Para mejor recrear en mi salón el ambiente de la época de Poe, bajé al chino de la esquina y compré cuatro candiles enormes, como de latón, que emitían una luz ténue, enfermiza y amarillenta que me parecía ideal. El efecto neblina lo conseguí gracias a un par de tubos de gas discoteca que coloqué en una esquina del salón con un tempoizador, adecuadamente escondidos detrás de unos adoquines falsos de cartón piedra que guardaba en el desván desde mi breve y tenebroso pasado teatral. Cuando terminara con ella, la estancia parecería una calle recién sacada de cualquier oscura ciudad americana de mediados del siglo XIX: llegué a componer incluso, gracias al photoshop, un pequeño cartel que semejaba a aquellos que, antaño, decoraban las farolas de las ciudades con los nombres de las calles. Mi particular calle mortuoria se llamaba: "La tumba de Alan".
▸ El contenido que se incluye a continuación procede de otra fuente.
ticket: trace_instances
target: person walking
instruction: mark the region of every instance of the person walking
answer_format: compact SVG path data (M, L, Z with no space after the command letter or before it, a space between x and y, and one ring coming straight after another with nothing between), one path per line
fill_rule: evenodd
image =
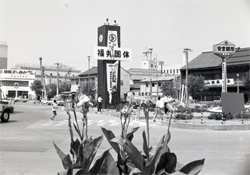
M161 120L163 121L163 117L162 117L163 107L164 107L164 100L161 99L161 97L159 96L158 100L156 101L156 105L155 105L155 116L153 118L153 122L156 122L155 119L157 118L158 115L161 117Z
M98 102L98 108L97 108L97 111L98 112L101 112L102 111L102 96L99 95L98 99L97 99L97 102Z
M57 101L54 100L54 102L53 102L53 104L52 104L52 112L53 112L53 115L50 117L51 120L54 120L55 116L57 115L56 109L57 109Z

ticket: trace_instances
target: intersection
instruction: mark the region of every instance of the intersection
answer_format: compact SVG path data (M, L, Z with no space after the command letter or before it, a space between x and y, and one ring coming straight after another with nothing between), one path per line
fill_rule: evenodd
M6 175L47 175L63 170L53 142L65 153L69 153L69 130L67 114L60 107L55 120L50 119L51 106L16 103L15 113L8 123L0 123L0 174ZM77 113L81 126L81 114ZM150 116L151 118L153 116ZM72 122L74 122L72 116ZM116 136L121 133L119 117L88 114L89 135L102 135L101 127L112 130ZM131 120L130 129L135 132L133 143L142 150L142 131L146 130L145 120ZM150 144L153 148L166 133L167 127L160 122L150 121ZM130 130L129 129L129 130ZM208 131L187 130L171 127L171 152L177 161L187 164L205 158L201 175L247 175L250 174L250 133L249 131ZM74 137L76 138L76 133ZM104 138L97 157L110 145ZM115 154L113 154L116 159Z

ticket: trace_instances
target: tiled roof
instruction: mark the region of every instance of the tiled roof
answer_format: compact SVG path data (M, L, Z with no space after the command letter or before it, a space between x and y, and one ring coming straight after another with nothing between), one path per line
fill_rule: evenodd
M203 52L188 63L188 69L212 68L221 66L222 59L211 52ZM250 48L242 48L237 50L228 60L228 65L250 64ZM186 65L181 70L186 69Z
M127 70L130 73L130 78L132 80L143 80L150 76L150 69L139 69L139 68L130 68ZM156 69L151 69L151 75L159 75L161 71Z
M174 75L166 76L166 77L158 77L158 78L153 77L153 78L152 78L152 81L168 81L168 80L173 80L175 77L176 77L176 76L174 76ZM149 81L150 81L150 77L145 78L145 79L143 79L143 80L140 81L140 82L149 82Z
M85 72L79 74L80 77L84 77L86 75L97 75L97 67L92 67L89 70L86 70Z
M233 64L250 64L250 47L239 49L228 60L228 65Z
M220 66L221 61L221 58L213 52L203 52L188 63L188 69L217 67ZM186 65L182 69L186 69Z

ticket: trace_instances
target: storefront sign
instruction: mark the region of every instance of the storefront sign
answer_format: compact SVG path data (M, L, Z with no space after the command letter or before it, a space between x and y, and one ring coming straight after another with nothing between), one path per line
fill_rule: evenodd
M94 58L98 60L131 60L131 49L95 47Z
M213 46L213 52L222 58L228 57L235 52L235 45L230 41L224 40Z

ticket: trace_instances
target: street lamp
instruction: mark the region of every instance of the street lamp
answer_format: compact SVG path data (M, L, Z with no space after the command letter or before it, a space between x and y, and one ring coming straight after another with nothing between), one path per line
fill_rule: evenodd
M153 48L148 48L150 53L150 99L152 99L152 52Z
M239 88L239 74L237 74L237 93L240 92L240 88Z
M89 63L89 69L90 69L90 56L88 56L88 63ZM89 87L90 86L90 73L89 73L89 70L88 70L88 95L89 95Z

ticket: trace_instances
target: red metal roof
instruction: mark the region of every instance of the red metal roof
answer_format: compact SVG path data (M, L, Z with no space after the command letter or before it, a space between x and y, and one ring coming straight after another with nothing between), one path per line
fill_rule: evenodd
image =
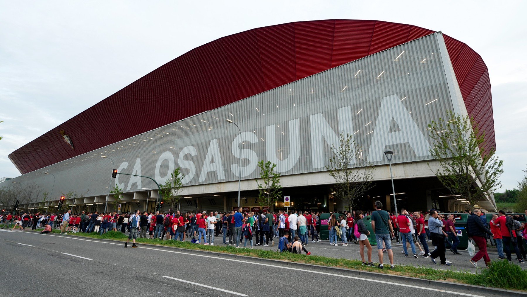
M197 47L9 155L25 174L433 33L378 21L298 22ZM444 35L469 113L495 147L489 72L477 53ZM162 108L161 108L162 107ZM64 130L73 150L59 133Z

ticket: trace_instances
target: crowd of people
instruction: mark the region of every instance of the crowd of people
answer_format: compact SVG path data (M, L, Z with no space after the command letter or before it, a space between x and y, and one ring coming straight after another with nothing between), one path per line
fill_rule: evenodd
M214 245L214 237L220 237L221 239L222 236L223 244L234 245L238 248L253 248L258 245L274 246L274 239L278 238L278 252L307 255L311 254L306 247L310 237L312 243L321 241L319 233L327 228L330 245L346 246L350 243L359 245L365 265L376 266L372 260L370 244L370 238L374 237L379 260L376 266L381 269L384 267L385 253L387 254L390 268L394 267L392 242L402 245L401 253L405 257L430 258L434 263L443 265L452 264L446 258L447 248L454 255L461 254L457 251L460 242L454 226L456 220L461 218L461 214L445 216L434 209L423 213L409 212L403 208L396 215L383 210L383 204L378 201L375 202L375 210L365 212L330 213L327 222L320 220L317 212L280 209L271 212L267 209L244 212L242 207L237 211L225 213L181 213L171 209L165 213L136 210L133 214L116 212L72 214L71 210L58 214L7 214L0 215L0 222L4 227L14 222L13 230L16 228L25 230L30 226L32 229L43 228L41 232L44 234L54 228L60 228L61 234L96 232L102 235L110 231L121 232L129 234L125 247L130 240L132 241L132 247L136 247L138 237L181 241L189 238L193 243ZM467 235L479 247L477 253L470 260L472 265L477 267L477 262L482 258L486 266L490 265L491 260L487 253L489 241L496 246L500 259L512 261L511 246L520 263L527 259L527 223L522 225L519 217L503 210L493 214L489 222L479 209L466 212L469 213ZM525 215L527 216L527 210ZM366 216L370 216L369 228L363 221ZM370 234L370 230L374 235ZM428 245L431 242L434 247L432 251Z

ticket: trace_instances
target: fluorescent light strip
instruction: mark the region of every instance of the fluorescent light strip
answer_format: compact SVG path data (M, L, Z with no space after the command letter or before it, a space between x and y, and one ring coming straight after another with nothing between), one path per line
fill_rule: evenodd
M436 99L434 99L433 100L432 100L432 101L431 101L429 102L428 103L427 103L425 104L425 106L426 106L426 105L428 105L428 104L429 104L431 103L432 102L434 102L434 101L437 101L437 100L439 100L439 98L436 98Z

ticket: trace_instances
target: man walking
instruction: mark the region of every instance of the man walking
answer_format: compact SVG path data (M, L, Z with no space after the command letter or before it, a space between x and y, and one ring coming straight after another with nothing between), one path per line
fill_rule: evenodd
M61 225L61 234L64 234L64 230L66 227L67 227L68 224L70 222L70 214L71 213L71 210L68 209L67 212L64 213L64 215L62 216L62 224Z
M124 247L127 247L128 245L128 243L132 239L133 242L132 245L132 247L137 247L135 245L135 238L137 238L137 229L138 227L140 226L141 216L139 214L141 212L139 209L135 209L135 213L130 216L130 219L128 221L128 224L130 224L130 231L128 235L128 239L126 239L126 242L124 243Z
M448 238L452 242L450 245L450 251L455 255L461 255L461 254L457 252L457 245L460 244L460 239L457 237L457 232L456 232L456 227L454 226L454 222L455 221L454 219L453 215L447 216L446 219L445 221L445 223L446 223L445 225L445 229L446 229L446 234L448 235Z
M487 229L483 222L481 221L480 218L481 214L481 210L474 209L472 210L472 214L469 216L469 219L466 221L466 233L469 235L469 238L472 237L479 248L477 253L469 260L476 268L477 267L476 262L481 258L483 258L485 265L487 267L490 264L491 259L489 257L489 254L487 253L487 234L491 236L494 236L492 232Z
M441 260L441 265L450 266L452 262L446 260L445 257L445 236L443 232L443 222L437 217L437 212L435 210L430 210L430 217L428 218L428 229L430 230L430 238L432 244L437 248L432 252L430 258L434 264L437 264L435 258L439 257Z
M383 204L380 201L375 202L376 210L372 213L372 228L375 233L377 240L377 252L379 256L379 265L380 269L384 267L383 264L383 245L388 252L390 260L390 269L394 269L394 253L392 251L392 238L394 237L393 226L388 212L383 210ZM392 235L390 236L390 235Z

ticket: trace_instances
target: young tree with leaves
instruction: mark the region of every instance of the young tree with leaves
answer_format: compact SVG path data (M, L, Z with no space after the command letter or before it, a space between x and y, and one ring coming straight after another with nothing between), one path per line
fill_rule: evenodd
M119 186L116 184L115 185L113 186L113 188L112 189L112 190L110 191L110 193L113 194L113 209L116 211L117 206L119 204L119 199L121 199L121 196L123 195L123 189L122 188L120 188Z
M335 179L331 189L337 198L348 203L350 212L359 198L374 186L375 167L362 154L362 148L353 139L353 135L340 133L338 147L331 146L333 155L326 166Z
M527 174L527 168L522 171ZM521 214L527 210L527 175L518 182L518 188L519 192L514 210L515 212Z
M480 131L474 119L449 111L445 119L428 124L428 133L434 146L430 155L439 165L434 170L429 163L428 168L452 195L460 195L473 208L501 187L503 161L493 149L482 155L485 132Z
M170 203L170 208L173 209L181 199L179 193L183 187L181 180L184 176L181 173L180 167L175 168L174 172L170 174L170 178L165 181L164 184L159 184L161 189L161 198L165 203Z
M270 208L271 204L281 197L282 186L280 185L280 174L275 172L276 164L264 160L258 162L260 168L260 178L262 183L256 180L258 187L258 204L261 206Z

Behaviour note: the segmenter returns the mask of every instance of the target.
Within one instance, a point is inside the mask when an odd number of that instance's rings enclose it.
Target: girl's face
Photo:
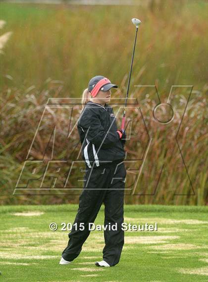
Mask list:
[[[104,106],[105,103],[107,103],[110,102],[111,95],[111,92],[110,89],[107,91],[100,90],[96,97],[91,98],[91,100],[94,103],[97,103]]]

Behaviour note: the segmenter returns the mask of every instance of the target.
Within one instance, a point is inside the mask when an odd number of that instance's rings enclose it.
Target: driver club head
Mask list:
[[[141,23],[142,22],[141,21],[141,20],[140,20],[138,19],[136,19],[136,18],[133,18],[132,19],[131,21],[132,22],[132,23],[134,24],[134,25],[136,26],[136,27],[138,28],[139,26],[139,25],[141,24]]]

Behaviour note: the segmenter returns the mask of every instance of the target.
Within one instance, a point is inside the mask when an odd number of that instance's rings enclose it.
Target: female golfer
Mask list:
[[[123,163],[126,133],[117,129],[113,110],[106,104],[110,101],[112,87],[118,86],[104,76],[97,76],[90,80],[83,94],[84,107],[77,128],[85,162],[85,182],[60,264],[69,264],[79,255],[90,234],[90,224],[94,222],[103,203],[104,226],[107,226],[104,228],[105,246],[103,260],[95,264],[114,266],[120,260],[124,242],[121,224],[126,175]]]

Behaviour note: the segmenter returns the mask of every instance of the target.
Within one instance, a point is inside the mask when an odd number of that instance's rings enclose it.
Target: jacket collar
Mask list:
[[[102,106],[100,104],[98,104],[97,103],[94,103],[94,102],[92,102],[92,101],[89,101],[89,102],[87,102],[87,103],[86,104],[86,105],[93,105],[95,106],[100,106],[100,107],[101,107],[102,108],[103,108],[103,109],[104,109],[105,111],[107,111],[107,109],[105,107],[107,107],[108,106],[108,105],[106,103],[105,103],[104,106],[104,107],[103,106]]]

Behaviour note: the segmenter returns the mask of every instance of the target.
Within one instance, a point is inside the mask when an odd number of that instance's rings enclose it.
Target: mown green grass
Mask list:
[[[74,205],[2,206],[1,281],[207,281],[207,207],[125,206],[125,222],[142,224],[156,221],[158,231],[126,231],[119,263],[106,269],[98,268],[94,265],[95,261],[102,259],[104,246],[102,231],[91,231],[80,255],[71,265],[58,265],[61,252],[68,241],[68,233],[60,231],[60,224],[73,223],[77,207]],[[44,214],[30,217],[13,215],[31,211]],[[170,220],[186,221],[173,222]],[[95,224],[103,224],[103,221],[102,207]],[[57,231],[50,231],[49,225],[51,222],[58,224],[59,228]],[[142,243],[142,239],[153,236],[178,237],[167,237],[159,243]],[[128,243],[130,237],[134,237],[136,243]],[[24,256],[27,257],[24,258]],[[34,256],[53,257],[41,259],[33,258]],[[29,265],[8,264],[5,262]],[[90,264],[83,264],[88,262]],[[81,269],[73,270],[76,268]],[[90,270],[84,271],[85,268]],[[199,273],[201,270],[201,274],[183,274],[180,270],[188,272],[195,270]],[[97,276],[87,276],[91,275]]]

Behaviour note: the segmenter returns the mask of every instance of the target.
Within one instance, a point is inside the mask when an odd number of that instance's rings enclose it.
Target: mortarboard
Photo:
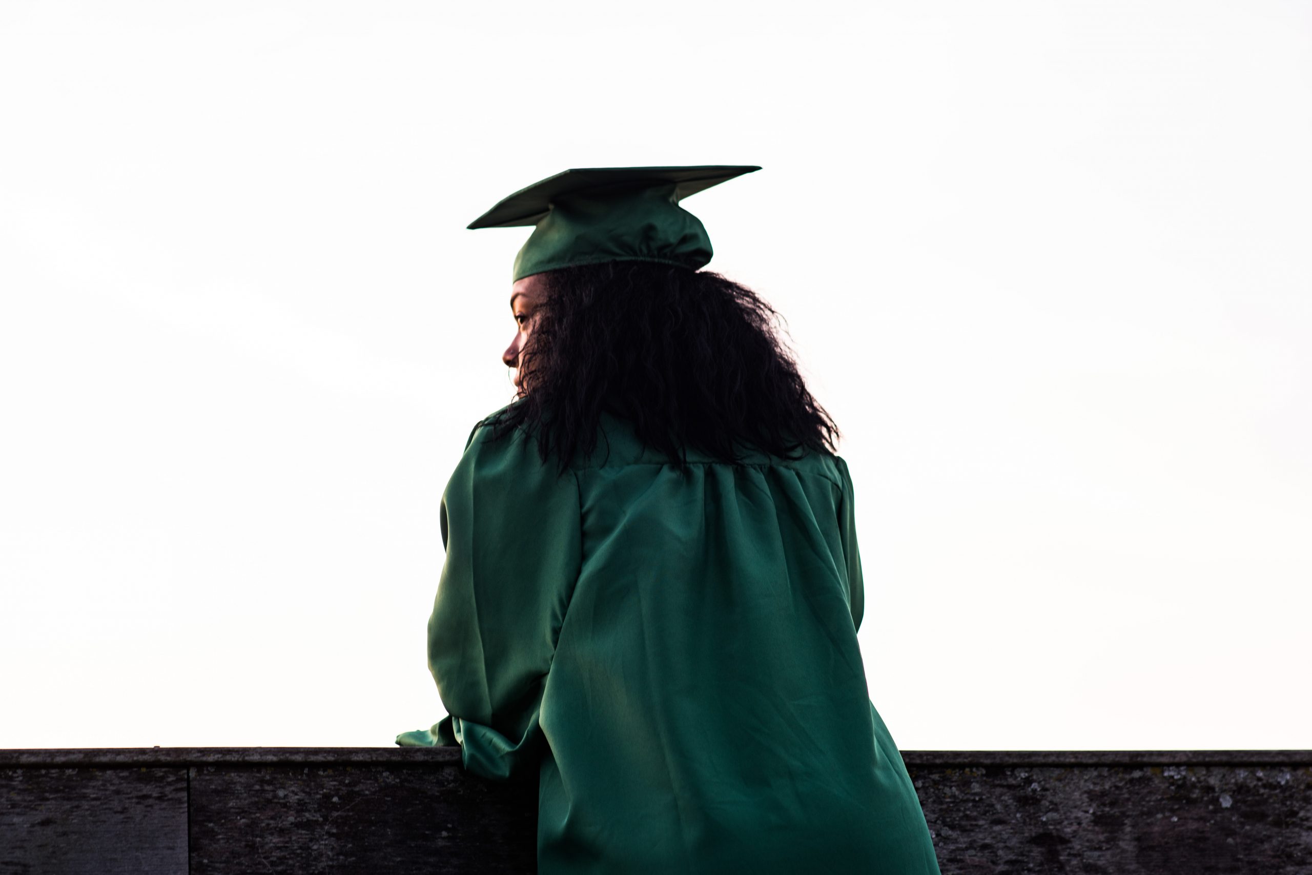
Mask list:
[[[711,260],[711,239],[678,202],[760,169],[576,168],[516,192],[470,228],[537,226],[514,258],[514,279],[605,261],[659,261],[695,270]]]

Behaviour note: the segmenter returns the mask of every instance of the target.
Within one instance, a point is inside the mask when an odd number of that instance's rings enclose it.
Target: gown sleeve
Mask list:
[[[484,778],[535,765],[538,708],[581,561],[579,485],[522,430],[475,430],[442,495],[446,561],[428,666],[449,716],[400,745],[459,744]]]
[[[851,622],[861,628],[861,618],[866,610],[866,585],[861,576],[861,550],[857,547],[857,516],[853,509],[854,492],[848,463],[834,457],[838,474],[842,475],[842,496],[838,501],[838,539],[842,542],[842,555],[848,571],[848,603],[851,606]]]

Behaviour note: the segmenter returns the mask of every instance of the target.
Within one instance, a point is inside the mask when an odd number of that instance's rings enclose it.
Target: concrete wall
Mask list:
[[[1307,875],[1312,752],[907,752],[945,875]],[[533,786],[396,748],[0,750],[0,874],[531,872]]]

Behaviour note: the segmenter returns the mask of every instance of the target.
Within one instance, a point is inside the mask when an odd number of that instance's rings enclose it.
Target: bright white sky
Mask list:
[[[438,504],[568,167],[845,432],[903,748],[1312,748],[1312,10],[0,4],[0,746],[441,716]]]

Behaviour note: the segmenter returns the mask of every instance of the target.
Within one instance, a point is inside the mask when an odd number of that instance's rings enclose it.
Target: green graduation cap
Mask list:
[[[516,192],[470,228],[537,226],[514,258],[514,279],[605,261],[660,261],[698,269],[711,260],[686,197],[758,167],[589,167]]]

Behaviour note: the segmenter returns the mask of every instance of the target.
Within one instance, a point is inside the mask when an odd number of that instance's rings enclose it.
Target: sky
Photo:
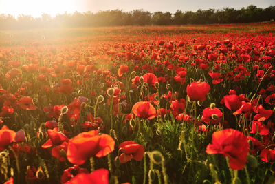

Tenía entendido que la fiesta daría comienzo hacia las ocho de la tarde. Andrés hacía de gancho: le habían encomendado la misión de mantenerme varias horas fuera de casa, así que en la misma mañana del día siete me llamó y me citó en una cafetería del centro. Quedamos, pero no fui. Me pasé toda la mañana preparando a conciencia el rincón de Poe y, hacia las cinco, metí el féretro de cartón en la sala de la fiesta, me introduje dentro y me puse a esperar. Me moría de ganas por ver las caras de mis amigos al entrar y encontrarse mi cuidado atrezzo decimonónico. Fue pasando el tiempo y me extrañó no oir ningún ruido, pero me mantuve quieto, tanto que llegué a dormirme. Al despertar, la luz del día atravesaba torpemente las rendijas de mi tumba. ¡No había habido fiesta! ¿Me habría confundido de lugar o de día? Intenté moverme, pero mis músculos estaban atrofiados, gomosos y parecían no tener ninguna intención de sacarme de allí. Esperé algún rato, a ver si encontraba fuerzas para incorporarme, pero no hubo manera. Además, empecé a pensar que tampoco se estaba tan mal así, tirado en mitad del salón, atorado en mi propio ataúd; y que antes o después llegaría alguien a casa y me sacarían.



Sin embargo han pasado un par de días y no ha venido nadie. Estoy empezando a preocuparme y tengo algo de gazuza, pero me alivia pensar que, al menos, no estoy enterrado en ninguna parte. Creo.